Figure 3. Heat map showing an overlay of the rate of confirmed COVID-19 cases per 100K and the proportion of the population previously admitted for respiratory conditions within the past 10 years broken down by UTLA. The colour map shows the proportion of patients with a history of respiratory conditions within the past ten years. The circles indicate the rate of confirmed cases per 100K. The view on the left is for England, the view on the right is for London only.

Figure 4. Heat maps showing an overlay of the rate of confirmed COVID-19 cases per 100K and the proportion of the population who are elderly (60+ years) by UTLA. The colour map shows the proportion of patients who are elderly (60+ years). The sizes of the circles indicate the rate of confirmed cases per 100K. The view on the left is for England, the view on the right is for London only.

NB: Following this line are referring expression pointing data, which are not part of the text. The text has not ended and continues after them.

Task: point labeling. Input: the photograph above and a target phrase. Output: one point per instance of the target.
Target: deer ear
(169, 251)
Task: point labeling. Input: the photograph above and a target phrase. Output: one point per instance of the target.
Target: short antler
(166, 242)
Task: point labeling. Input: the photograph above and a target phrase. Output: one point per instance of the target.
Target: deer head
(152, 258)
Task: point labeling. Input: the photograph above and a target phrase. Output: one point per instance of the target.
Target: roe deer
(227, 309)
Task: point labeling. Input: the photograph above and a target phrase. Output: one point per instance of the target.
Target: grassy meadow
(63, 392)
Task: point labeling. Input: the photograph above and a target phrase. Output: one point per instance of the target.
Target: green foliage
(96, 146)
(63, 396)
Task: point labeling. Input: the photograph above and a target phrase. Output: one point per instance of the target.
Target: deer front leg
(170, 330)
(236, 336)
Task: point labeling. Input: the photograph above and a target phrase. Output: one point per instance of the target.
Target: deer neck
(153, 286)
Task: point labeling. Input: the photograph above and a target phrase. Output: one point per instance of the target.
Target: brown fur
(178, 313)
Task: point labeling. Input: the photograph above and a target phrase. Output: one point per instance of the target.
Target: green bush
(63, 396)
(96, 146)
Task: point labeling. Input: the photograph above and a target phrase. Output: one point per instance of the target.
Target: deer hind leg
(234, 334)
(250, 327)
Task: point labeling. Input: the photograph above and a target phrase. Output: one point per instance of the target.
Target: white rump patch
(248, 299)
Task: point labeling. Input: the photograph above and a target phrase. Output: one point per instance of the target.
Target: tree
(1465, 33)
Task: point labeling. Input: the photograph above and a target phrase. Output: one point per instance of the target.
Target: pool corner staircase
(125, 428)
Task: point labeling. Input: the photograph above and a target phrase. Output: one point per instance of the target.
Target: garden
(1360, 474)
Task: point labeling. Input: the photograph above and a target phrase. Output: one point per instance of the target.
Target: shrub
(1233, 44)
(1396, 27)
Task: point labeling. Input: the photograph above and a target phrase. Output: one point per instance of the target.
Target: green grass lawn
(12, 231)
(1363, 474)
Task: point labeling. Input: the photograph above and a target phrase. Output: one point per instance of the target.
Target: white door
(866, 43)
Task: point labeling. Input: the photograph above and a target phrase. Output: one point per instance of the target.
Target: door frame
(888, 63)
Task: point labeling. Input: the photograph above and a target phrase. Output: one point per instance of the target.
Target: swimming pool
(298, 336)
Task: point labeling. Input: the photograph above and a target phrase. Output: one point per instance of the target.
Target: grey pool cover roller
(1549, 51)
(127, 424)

Figure 5. Heat maps showing an overlay of the rate of confirmed COVID-19 cases per 100K and the proportion of the population who are frail by UTLA. The colour map shows the proportion of patients who are frail. The sizes of the circles indicate the rate of confirmed cases per 100K. The view on the left is for England, the view on the right is for London only.

Blackpool is identified as most vulnerable, having 26.45% of the population of the age of 60 years or above. The region has a comparatively high proportion of patients who have been admitted for respiratory conditions (14.86%) and a relatively high proportion of frail (4.79%). 

3. Trends and monitoring

The following dashboard presents trend curves of the rate of confirmed cases by UTLA alongside the national rate. To the left, the table shows the top 20 UTLAs having the highest rate of cases per 100K population based on the most recent data.

Specific up to 23 March:

The national rate shows an exponentially increasing trend. Out of all UTLAs in England, Kensington and Chelsea has the highest rate of confirmed cases, substantially more than the national average. The rate of confirmed COVID-19 cases per 100K population in Kensington and Chelsea is 54.42, which is 5.5 times the national average.

[1] Population statistics at UTLA level are sourced from the Facts and Dimensions dataset, with an effective snapshot of the population as at 2018-07-01. This is the latest release date as per the Office for National Statistics available here
[2] Data from HES, January 2010 – December 2019
[3] The number of confirmed cases within the UK by Upper Tier Local Authority (UTLA) is published daily by Public Health England available here data source includes patients who have recovered. Real numbers are actually higher because cases with unknown geographical information are excluded, as well as cases awaiting confirmation.